Jeszcze nie zakończyły się wypłaty zaległych stypendiów za miniony rok akademicki, a już pojawił się nowy problem. Dzwoniłam kilkakrotnie do Urzędu Marszałkowskiego z pytaniem o przyszłoroczne stypendia. Nie dostałam żadnej odpowiedzi – niepokoi się studentka Katarzyna Raczkowska. Sprawdzałam, jak to jest w innych województwach. W Wielkopolsce pieniądze się znalazły. Zakończyli nawet rozpatrywanie wniosków.
Małgorzata Łącka-Matusiewicz z wydziału funduszy unijnych Urzędu Marszałkowskiego tłumaczy, że od października stypendiów nie będzie. Pieniądze, które dostaliśmy na trzyletni program wydaliśmy w rok. Zamiast wypłacać po 50 zł miesięcznie, przyznaliśmy po 150 zł – wyjaśnia.
Łącka-Matusiewicz uważa, że woj. śląskie powinno mieć własny program stypendialny. W innych regionach Polski studentów jest mniej, np. w województwie małopolskim pieniądze podzielono między 704 osoby, w opolskim - 2629, a w pomorskim - 1700. U nas chętnych było 15 tys., a stypendia dostała zaledwie połowa. Mamy za dużo studentów, a za mało pieniędzy – mówi.
Okazuje się, że znalazłoby się jednak wyjście z tej sytuacji, ale na drodze stoją biurokratyczne procedury. Uczniowie szkół ponadgimnazjalnych z terenów wiejskich, którzy także dostają unijne stypendia, nie wykorzystają ze swojej puli ponad 20 mln zł. Kłopot jednak w tym, że do pieniędzy pochodzących z Europejskiego Funduszu Społecznego dopłaca budżet. Do uczniów - Ministerstwo Edukacji, a do studentów - Ministerstwo Gospodarki. Próbowaliśmy dogadać się z ministerstwami, żeby przerzucić pieniądze, ale się nie powiodło – mówi Łącka-Matusiewicz.

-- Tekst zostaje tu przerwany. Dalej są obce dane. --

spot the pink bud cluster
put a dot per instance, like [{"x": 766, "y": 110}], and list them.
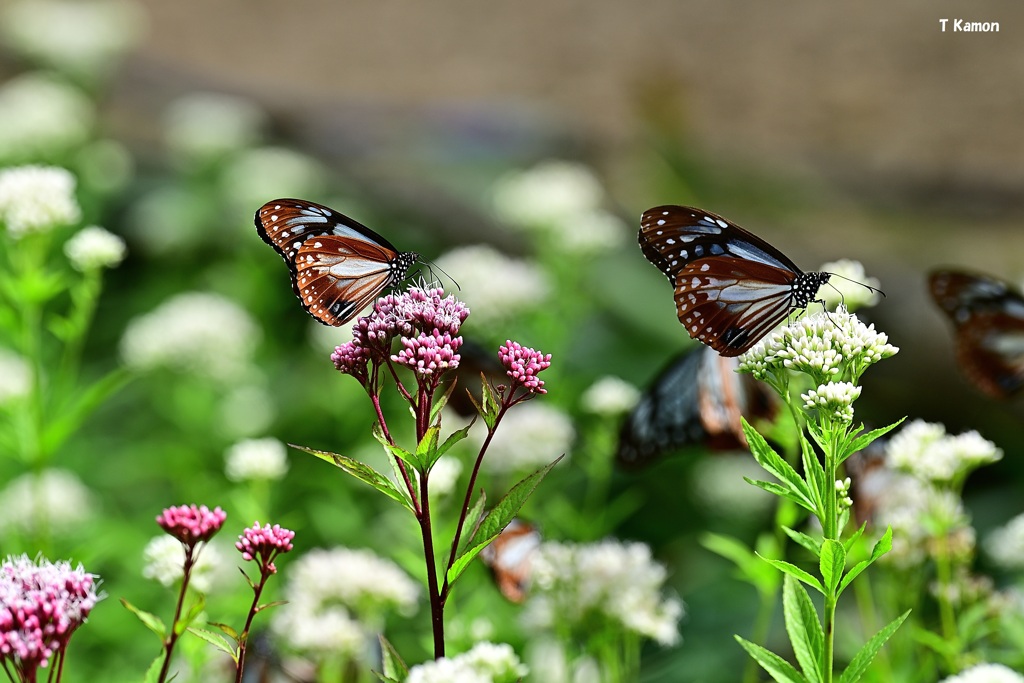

Urząd Marszałkowski wysłał więc do Ministerstwa Gospodarki wniosek o przekazanie studentom pieniędzy z funduszu na dokształcanie osób, które mogą stracić pracę z powodu restrukturyzacji. Ewa Wnukowska z Ministerstwa Gospodarki potwierdza, że taki wniosek dotarł. Ale procedury nie były jeszcze gotowe, wpłynął za wcześnie – dodaje.
Ostatnią deską ratunku jest komitet monitorujący fundusze unijne, składający się z urzędników ministerstwa, regionów i przedstawicieli społecznych. Zbiera się we wrześniu. To on podejmie ostateczną decyzję o ewentualnym przerzuceniu pieniędzy dla śląskich studentów.